Elsewhere in this report, ClaerboutClaerbout (1993) introduces a technique for extrapolating three-dimensional data based on his one-dimensional extrapolation given in Claerbout (1992). This extrapolation is done by calculating three-dimensional annihilation filters from the available data and then minimizing the residuals after filtering a larger data volume that includes the data to be extrapolated.
The most immediate application of this method appears to be the extrapolation of data past the boundaries of seismic lines to reduce migration end-effects. Another application is to predict areas of missing data within a line to complete a partially filled grid so techniques that operate on regular grids may be used. This application is not limited to the finite-difference and f-k techniques that require regular grids, since even integral methods that can operate on irregular grids involve assumptions about the regularity of the input and may benefit from filling in the missing parts of a grid.
In this paper, I show that a purely three-dimensional operator makes a significant improvement over a prediction operator that is not purely lateral. A purely lateral filter is one in which the samples in a given output trace are not affected by the input samples at that same trace position.

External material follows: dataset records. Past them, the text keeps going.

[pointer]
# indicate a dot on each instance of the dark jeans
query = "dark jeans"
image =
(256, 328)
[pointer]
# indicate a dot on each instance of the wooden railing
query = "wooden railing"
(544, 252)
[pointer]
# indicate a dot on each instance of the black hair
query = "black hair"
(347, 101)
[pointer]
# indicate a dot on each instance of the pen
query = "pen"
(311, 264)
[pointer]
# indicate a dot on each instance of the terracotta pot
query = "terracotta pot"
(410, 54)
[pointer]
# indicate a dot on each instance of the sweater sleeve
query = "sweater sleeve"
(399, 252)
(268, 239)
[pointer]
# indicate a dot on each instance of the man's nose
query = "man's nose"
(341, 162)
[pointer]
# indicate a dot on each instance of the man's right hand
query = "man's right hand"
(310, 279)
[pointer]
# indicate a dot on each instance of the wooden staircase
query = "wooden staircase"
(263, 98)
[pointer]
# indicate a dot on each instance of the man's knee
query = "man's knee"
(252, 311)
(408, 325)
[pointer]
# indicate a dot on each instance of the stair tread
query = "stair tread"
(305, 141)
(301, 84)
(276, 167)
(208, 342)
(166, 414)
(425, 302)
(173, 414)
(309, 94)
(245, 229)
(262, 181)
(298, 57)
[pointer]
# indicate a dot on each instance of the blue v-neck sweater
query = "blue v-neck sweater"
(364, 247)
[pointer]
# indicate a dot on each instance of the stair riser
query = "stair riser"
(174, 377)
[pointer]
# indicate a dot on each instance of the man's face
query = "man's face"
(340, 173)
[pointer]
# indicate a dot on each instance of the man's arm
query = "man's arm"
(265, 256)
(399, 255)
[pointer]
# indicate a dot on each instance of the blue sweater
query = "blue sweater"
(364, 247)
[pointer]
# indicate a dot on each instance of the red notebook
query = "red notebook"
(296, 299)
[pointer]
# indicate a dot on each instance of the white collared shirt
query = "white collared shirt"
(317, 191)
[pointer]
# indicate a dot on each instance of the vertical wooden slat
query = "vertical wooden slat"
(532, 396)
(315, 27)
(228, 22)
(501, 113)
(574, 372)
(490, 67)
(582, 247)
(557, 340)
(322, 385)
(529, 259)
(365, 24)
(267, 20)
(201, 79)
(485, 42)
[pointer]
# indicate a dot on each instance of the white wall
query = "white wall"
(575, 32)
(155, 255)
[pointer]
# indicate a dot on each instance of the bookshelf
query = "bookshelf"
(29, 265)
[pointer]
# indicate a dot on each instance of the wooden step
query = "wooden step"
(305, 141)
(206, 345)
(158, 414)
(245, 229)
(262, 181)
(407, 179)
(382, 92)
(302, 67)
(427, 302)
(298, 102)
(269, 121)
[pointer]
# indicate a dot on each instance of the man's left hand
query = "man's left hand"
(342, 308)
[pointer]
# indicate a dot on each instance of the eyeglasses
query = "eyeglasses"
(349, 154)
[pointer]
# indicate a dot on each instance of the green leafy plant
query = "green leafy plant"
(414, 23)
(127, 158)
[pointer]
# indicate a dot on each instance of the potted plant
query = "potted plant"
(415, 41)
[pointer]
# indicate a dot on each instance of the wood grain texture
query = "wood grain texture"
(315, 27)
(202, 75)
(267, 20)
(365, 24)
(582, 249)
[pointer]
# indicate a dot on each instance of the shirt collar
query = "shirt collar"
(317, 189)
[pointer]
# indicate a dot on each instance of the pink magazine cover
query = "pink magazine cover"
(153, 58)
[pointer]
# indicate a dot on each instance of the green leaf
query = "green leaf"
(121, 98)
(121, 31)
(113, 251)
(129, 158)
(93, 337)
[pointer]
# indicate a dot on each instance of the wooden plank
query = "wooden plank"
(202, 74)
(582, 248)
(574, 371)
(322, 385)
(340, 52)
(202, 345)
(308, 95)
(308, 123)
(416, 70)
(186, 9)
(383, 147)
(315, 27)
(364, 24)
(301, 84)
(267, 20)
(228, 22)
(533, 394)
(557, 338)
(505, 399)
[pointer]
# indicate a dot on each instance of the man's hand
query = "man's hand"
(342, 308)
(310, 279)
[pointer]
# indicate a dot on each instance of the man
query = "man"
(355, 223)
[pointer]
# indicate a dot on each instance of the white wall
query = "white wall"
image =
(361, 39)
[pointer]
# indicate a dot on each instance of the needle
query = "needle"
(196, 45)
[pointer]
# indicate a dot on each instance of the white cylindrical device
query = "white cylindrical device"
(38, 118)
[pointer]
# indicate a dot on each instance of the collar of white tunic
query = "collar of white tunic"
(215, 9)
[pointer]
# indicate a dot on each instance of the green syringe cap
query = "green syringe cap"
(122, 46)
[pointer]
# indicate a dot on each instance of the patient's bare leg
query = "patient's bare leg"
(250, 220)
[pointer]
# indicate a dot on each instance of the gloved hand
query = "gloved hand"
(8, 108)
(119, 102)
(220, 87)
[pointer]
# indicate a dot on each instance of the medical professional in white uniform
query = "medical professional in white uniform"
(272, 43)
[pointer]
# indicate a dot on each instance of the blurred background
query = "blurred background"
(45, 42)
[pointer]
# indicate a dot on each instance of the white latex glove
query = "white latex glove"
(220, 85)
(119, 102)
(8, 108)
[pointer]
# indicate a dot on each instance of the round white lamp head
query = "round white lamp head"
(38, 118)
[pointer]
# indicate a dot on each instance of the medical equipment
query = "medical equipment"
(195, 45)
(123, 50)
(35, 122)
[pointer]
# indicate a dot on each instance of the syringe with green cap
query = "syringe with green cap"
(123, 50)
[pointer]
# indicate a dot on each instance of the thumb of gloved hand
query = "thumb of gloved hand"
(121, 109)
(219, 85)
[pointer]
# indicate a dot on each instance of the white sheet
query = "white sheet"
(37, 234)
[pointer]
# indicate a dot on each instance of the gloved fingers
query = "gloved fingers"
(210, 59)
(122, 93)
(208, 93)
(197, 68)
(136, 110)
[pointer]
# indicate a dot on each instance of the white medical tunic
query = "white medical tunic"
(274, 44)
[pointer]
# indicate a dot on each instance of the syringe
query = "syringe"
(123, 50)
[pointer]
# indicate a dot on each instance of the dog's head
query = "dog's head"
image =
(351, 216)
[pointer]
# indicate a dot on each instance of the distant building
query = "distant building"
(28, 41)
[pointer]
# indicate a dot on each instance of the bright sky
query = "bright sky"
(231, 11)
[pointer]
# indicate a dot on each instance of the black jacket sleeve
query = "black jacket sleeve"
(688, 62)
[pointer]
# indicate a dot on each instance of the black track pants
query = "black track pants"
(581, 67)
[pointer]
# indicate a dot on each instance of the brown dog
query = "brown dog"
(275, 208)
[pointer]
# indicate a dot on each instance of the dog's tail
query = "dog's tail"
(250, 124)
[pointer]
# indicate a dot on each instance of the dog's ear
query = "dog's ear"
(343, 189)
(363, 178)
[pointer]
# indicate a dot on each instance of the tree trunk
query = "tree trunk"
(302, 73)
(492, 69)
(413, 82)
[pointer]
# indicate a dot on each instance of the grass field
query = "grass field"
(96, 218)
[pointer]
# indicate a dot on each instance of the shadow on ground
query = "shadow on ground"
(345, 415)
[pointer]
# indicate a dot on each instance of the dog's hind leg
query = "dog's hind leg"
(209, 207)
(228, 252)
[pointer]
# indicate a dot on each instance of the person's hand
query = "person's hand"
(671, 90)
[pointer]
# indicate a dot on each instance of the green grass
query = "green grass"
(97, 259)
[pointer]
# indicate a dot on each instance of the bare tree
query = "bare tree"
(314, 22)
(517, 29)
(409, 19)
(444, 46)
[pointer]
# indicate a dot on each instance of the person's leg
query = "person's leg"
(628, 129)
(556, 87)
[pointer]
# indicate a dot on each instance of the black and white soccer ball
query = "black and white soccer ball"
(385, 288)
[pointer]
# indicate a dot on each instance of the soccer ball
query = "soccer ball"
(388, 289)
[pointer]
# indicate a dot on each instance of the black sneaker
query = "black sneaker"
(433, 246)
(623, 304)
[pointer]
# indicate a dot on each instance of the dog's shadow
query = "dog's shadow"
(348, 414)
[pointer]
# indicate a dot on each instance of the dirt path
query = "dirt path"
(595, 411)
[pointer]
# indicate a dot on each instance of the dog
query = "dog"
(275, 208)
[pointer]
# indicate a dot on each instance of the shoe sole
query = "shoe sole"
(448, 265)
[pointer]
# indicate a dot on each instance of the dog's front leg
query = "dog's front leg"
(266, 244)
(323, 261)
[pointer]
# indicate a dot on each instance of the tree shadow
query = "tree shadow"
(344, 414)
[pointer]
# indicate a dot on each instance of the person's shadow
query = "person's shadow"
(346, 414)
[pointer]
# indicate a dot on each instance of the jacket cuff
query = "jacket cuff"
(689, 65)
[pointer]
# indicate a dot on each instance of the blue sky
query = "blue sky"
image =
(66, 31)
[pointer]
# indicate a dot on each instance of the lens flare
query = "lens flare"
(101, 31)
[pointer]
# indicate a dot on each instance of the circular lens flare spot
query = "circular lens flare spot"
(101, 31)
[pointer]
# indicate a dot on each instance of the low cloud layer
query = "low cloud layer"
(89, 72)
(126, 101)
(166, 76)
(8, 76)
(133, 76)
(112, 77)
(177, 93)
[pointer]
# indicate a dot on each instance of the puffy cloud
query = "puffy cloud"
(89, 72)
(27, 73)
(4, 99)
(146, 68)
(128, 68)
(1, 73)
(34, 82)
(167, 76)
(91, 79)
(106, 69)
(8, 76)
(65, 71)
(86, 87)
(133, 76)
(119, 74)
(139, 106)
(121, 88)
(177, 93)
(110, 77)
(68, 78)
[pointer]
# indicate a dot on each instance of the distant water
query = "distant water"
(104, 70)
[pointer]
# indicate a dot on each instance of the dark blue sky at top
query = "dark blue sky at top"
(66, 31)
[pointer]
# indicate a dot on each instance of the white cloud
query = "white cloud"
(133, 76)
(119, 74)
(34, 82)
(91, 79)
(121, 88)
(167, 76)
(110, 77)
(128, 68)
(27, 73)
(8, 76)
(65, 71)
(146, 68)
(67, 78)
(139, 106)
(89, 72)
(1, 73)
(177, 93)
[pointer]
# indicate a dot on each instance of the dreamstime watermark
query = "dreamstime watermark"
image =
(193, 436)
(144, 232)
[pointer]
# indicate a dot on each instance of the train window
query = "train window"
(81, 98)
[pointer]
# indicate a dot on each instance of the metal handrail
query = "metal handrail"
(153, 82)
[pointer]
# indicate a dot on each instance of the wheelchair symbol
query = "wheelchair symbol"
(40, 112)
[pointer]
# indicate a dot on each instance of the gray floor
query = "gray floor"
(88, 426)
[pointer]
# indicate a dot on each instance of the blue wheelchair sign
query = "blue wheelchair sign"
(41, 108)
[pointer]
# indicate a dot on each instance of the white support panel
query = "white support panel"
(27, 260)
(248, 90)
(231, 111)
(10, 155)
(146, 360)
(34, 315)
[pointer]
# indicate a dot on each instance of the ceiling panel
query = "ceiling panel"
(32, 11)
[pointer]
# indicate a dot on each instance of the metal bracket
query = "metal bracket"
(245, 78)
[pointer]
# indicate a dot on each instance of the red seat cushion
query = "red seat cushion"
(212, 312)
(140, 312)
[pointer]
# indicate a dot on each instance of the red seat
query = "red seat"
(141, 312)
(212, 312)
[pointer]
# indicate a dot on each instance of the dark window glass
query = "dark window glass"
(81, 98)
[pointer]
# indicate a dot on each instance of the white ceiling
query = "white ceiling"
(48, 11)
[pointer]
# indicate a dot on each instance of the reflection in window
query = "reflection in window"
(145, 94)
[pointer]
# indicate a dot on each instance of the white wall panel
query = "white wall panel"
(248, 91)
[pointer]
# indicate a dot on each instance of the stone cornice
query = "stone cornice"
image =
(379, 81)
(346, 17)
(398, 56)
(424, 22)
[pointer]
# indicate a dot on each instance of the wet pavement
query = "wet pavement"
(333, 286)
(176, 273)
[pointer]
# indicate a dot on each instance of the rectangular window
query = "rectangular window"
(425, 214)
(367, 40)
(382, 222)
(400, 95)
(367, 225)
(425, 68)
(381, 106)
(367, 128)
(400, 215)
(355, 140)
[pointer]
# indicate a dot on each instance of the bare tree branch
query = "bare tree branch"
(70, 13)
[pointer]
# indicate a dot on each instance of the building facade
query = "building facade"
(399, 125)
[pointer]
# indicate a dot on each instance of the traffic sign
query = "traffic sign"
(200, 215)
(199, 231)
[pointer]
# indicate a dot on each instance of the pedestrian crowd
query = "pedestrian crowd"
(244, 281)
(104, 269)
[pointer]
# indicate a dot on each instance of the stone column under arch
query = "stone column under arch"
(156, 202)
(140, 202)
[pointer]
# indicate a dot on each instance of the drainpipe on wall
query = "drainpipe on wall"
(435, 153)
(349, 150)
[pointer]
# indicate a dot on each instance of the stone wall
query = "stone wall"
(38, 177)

I also show that the prediction is improved by using a combination of several prediction filters. Several prediction filters are used to reduce bad predictions at the edges of the volume and to produce good predictions throughout the volume for dips of all directions. There are several methods of incorporating the results of the multiple prediction filters. An unexpected difference was found in predicting the residual by simultaneously minimizing the four separate results of applying four filters and predicting the residual by minimizing the sum of the four results. Minimizing the sum of the four results produced a reasonable result; simultaneously minimizing the four separate results produced a very poor extrapolation.
Comparisons between a purely lateral operator result and the result of using an operator containing vertical components are shown to demonstrate how lateral operators improve predictions. Then the application of a single operator is compared to that of multiple operators to demonstrate how multiple operators can remove poor edge predictions and how the summed filter results improve predictions over the simultaneous minimization with all the prediction operators.
The results presented in this paper are preliminary. Most of this work has been done only recently and requires further analysis.